The set of cards create what I like to call a "soundboard" for musicians to draw from. Some are more specific, including musical notation, and some are more open to interpretation through suggestions. The selection of cards are at random before the music begins which gives an element of surprise in parameters for the chaos to unfold in. I had created a system that was constantly interruptive and structured around reactions from members of the ensemble in a constant feedback-loop between Red and Blue Cards. Only when an Exit Card was performed was a feedback-loop broken.
This piece is open to both instrumentalists and vocalists that works best when there are 4-6 performers. Like Cards Against Humanity, it gets harder when there are more than 6 people involved. Each player takes one Exit Card and one Blue Card and two Red Cards. The piece ends when there is one person left performing. While the game mechanics rely on elimination, the goal isn't necessarily to "win," but to create controlled, good-humored chaos. It is more important to create music in this "game." Anyone can play this piece with their colleagues and friends at almost any skill level or style of playing.
The dynamic I wanted to create with this game piece was to eliminate any sense of non-fixed roles that Cobra had used as game mechanics. I wanted the participants to generate their own roles from the interactions they had with their group. The experience is entirely lead by the interactions of the musicians performing Cards Against Musicians.

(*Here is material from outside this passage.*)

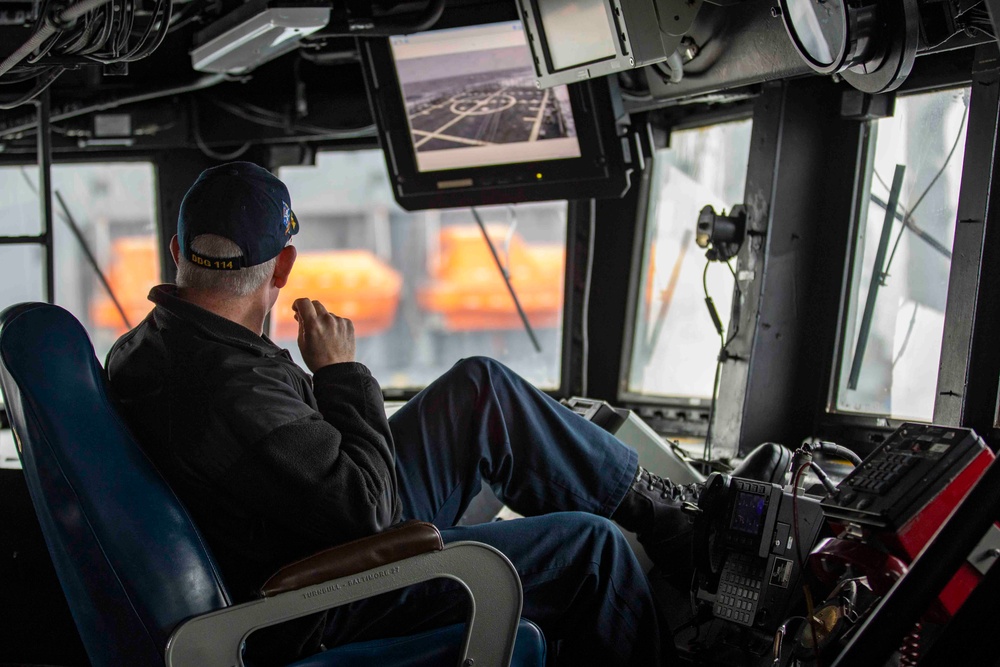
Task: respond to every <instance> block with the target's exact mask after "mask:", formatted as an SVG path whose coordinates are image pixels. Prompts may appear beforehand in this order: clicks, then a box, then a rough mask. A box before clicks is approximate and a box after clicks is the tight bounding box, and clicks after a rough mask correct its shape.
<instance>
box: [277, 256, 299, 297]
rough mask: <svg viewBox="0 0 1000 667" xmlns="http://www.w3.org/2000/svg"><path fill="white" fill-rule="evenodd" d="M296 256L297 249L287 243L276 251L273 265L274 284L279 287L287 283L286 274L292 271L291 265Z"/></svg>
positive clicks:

What was contained in the cards was just as heinous as their inspirational counterpart with a spin towards "meme" music, comedic situations, and out of place music and sound effects produced by the participants. "Meme" music is directly rooted in the internet culture where there are sound bites or music that refers to a joke that has been passed around with many versions and spins to the original meme.
In the concert that was performed on the album embedded in this article, the listeners might be able to pick up on what musicians had on their "soundboard." Some of them included tunes one would recognize like Smash Mouth's "All Star" as music that has been deep set into internet meme culture. Some jokes include some performance "art" that was also included references to music that was never played, such as the reference to "Wonderwall" by Oasis performed in an exit card.

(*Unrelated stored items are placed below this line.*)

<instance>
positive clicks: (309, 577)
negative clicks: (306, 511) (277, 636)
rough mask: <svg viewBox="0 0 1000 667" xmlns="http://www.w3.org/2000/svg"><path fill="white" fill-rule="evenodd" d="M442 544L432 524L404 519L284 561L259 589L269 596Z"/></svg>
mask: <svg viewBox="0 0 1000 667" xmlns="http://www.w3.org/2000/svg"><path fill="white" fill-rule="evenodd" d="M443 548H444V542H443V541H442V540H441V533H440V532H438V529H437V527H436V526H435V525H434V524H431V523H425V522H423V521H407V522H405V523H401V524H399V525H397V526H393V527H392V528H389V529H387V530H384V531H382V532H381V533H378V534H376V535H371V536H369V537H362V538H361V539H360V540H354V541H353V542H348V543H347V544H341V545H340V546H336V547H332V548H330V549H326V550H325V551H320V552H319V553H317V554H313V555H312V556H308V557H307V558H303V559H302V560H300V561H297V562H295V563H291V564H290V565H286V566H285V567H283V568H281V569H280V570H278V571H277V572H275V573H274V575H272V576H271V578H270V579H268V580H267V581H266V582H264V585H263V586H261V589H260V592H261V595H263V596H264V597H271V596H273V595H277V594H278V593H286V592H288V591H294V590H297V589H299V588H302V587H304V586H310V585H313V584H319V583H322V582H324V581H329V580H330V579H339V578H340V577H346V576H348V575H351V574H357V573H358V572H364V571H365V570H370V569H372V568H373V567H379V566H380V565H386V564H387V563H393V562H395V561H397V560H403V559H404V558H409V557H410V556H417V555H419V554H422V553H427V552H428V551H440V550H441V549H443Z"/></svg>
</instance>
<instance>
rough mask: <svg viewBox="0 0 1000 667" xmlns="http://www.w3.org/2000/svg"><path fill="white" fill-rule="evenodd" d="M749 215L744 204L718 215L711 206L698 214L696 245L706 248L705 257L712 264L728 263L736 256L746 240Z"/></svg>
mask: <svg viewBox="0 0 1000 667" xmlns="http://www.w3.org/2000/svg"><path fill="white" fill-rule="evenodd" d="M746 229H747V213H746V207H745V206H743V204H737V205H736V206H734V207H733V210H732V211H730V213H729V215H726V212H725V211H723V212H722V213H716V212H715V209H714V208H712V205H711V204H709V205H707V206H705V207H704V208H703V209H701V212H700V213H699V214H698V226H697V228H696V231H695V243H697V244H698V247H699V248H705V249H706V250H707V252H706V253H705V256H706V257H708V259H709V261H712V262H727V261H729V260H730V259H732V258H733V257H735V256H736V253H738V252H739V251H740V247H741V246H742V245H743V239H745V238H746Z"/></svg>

Catharsis of Improvisation
Within the chaos of Cards Against Musicians and Cobra, there is a certain catharsis within the improvisation that is found in the interactions between members of the ensemble. The feedback loop in Cards Against Musicians creates a certain interaction that feels comedic and familiar to a lot of musicians. Cobra had the excitement and constantly changing roles that created interesting interactions between improvisors that could be unexpected and refreshing. Within improvised music there is the freedom to create something together that isn't constrained by actual musical scores and very specific roles.
The practice of improvisation in general creates a level of deeper listening and creativity in an ensemble, and with the guides of game pieces, something more structured and formalized can grow organically from its participants. The purpose of the game pieces in controlled improvisation is to add a catalyst to a group chemistry that brings it to a certain direction that participants drive through with their own artistic creativity.

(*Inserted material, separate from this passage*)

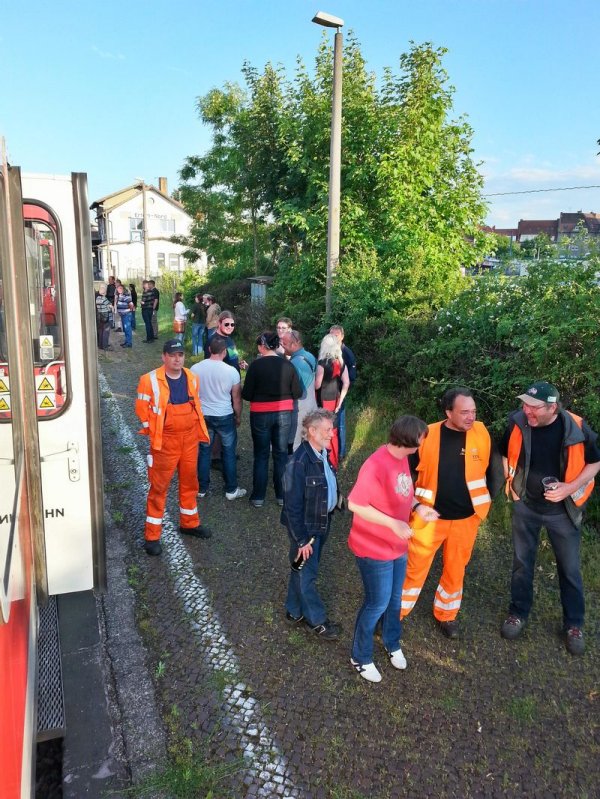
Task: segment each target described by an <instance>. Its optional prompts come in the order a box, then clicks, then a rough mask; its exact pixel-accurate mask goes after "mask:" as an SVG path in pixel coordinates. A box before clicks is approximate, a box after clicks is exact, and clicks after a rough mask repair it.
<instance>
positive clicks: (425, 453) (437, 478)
mask: <svg viewBox="0 0 600 799" xmlns="http://www.w3.org/2000/svg"><path fill="white" fill-rule="evenodd" d="M443 424H444V422H435V423H434V424H430V425H429V426H428V427H429V433H428V434H427V437H426V438H425V439H423V443H422V444H421V446H420V447H419V465H418V467H417V472H418V476H417V483H416V486H415V497H417V498H418V500H419V502H422V503H423V504H424V505H429V506H430V507H433V506H434V505H435V497H436V494H437V486H438V469H439V461H440V440H441V428H442V425H443ZM491 450H492V441H491V438H490V434H489V433H488V431H487V430H486V427H485V425H484V424H483V422H474V423H473V427H472V428H471V429H470V430H467V435H466V441H465V482H466V484H467V490H468V492H469V495H470V497H471V502H472V503H473V510H474V512H475V513H476V514H477V516H479V518H480V519H482V520H483V519H485V517H486V516H487V515H488V512H489V509H490V506H491V504H492V498H491V496H490V492H489V490H488V486H487V481H486V476H485V473H486V471H487V468H488V466H489V463H490V455H491Z"/></svg>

Game pieces bring a certain inclusivity that some other genres of music doesn't have, especially in traditional classical Western music. As mentioned before, the level of experience, schooling, or style of playing doesn't matter in the piece to create an ensemble experience. The energy that game pieces bring allows participants to improvise in a more open and inclusive environment. In cultivating a group energy and chemistry, openness and experimental interactions builds a synergy that can be harder to recreate elsewhere.